17 Haziran 2011 Cuma

Sihriyle Şampiyon Yapan Gerçek Bir Kahraman (Alex Değerlendirmesi - 2)


Aykut Kocaman bence sezon başında teşhisi yanlış koydu. Medyadaki genel akıma o da kapıldı. Her şeyi Alex bozuyormuş gibi, nokta bir bakışla Alex'i takımdan kesti. Fenerbahçe şu haliyle sınıf atlamadığı müddetçe, kadroda Alex varsa her zaman ilk 11'de oynamak zorunda. Takımın oyun yapısı ve futbolcu kadrosu başkasına imkan vermiyor zira.

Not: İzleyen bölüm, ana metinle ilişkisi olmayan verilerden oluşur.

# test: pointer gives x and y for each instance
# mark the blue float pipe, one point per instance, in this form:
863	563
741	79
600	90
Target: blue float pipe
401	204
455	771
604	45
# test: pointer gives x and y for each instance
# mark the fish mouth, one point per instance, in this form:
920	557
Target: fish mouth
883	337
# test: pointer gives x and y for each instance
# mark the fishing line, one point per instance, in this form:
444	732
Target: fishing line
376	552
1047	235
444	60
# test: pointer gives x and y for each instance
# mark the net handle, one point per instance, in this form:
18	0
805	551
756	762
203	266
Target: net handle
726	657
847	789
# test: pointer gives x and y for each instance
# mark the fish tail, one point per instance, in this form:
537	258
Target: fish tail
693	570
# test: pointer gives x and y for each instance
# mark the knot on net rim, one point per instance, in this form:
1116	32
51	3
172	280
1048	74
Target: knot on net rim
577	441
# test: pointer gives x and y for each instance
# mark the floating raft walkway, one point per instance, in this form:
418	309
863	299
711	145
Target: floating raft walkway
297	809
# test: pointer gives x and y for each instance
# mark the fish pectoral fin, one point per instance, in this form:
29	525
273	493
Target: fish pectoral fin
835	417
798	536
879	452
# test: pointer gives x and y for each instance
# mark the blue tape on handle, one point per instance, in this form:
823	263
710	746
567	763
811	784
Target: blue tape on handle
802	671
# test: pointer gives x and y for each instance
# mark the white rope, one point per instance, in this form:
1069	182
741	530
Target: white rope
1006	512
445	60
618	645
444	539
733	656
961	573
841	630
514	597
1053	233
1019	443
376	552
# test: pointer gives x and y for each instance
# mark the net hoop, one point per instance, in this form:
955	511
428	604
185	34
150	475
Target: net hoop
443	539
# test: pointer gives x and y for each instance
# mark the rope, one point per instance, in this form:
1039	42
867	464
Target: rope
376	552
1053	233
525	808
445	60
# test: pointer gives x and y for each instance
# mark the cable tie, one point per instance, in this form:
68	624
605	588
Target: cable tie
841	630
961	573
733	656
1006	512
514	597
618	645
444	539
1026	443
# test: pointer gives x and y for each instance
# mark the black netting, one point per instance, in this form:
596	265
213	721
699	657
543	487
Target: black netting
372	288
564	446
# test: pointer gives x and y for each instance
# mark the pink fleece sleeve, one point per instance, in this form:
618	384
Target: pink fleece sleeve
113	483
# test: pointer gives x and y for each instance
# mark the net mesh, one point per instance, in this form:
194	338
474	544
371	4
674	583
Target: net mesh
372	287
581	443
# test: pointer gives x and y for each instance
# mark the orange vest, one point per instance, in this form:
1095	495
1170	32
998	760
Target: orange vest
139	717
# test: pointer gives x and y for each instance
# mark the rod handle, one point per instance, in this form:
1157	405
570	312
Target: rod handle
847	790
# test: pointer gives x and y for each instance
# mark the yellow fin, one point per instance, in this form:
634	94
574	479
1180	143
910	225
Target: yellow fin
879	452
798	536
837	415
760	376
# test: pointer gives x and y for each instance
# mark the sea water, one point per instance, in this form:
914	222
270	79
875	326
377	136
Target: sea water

Fenerbahçe'nin pek de sürprize yer vermeyen oyun yapısı kabaca bellidir yıllarca. Takımın oyun kurucusu Alex'tir ve hücumun yarısından fazlasını Alex üstlenir. Takım iyi de olsa kötü de olsa Alex bir şekilde skor üretir, bazen maç kurtarır, bazen de şampiyon yapar. Takım ona ayak uyduramadığı zaman, yani takımın geri kalanı yetersiz olduğu zaman şampiyonluklar elden gidiyor. Gerçi Alex'in takıma geldiğinden beri şampiyonluk yarışı içinde olmadığımız bir sezon hatırlamıyorum Aragones'li 2008-09 sezonu haricinde. Onun dışında Fenerbahçe sürekli şampiyonluğun en önemli adayı oldu ve sezon içerisinde Alex'ten bolca faydalandı. Fakat "Avrupa'da Alex'le Olmuyor" düşünce tarzına Aykut Kocaman da katılınca takımın başına gelir gelmez yaptığı ilk icraat Alex'siz bir takım yaratmaktı. Hamlelerini buna uygun olarak yaptı.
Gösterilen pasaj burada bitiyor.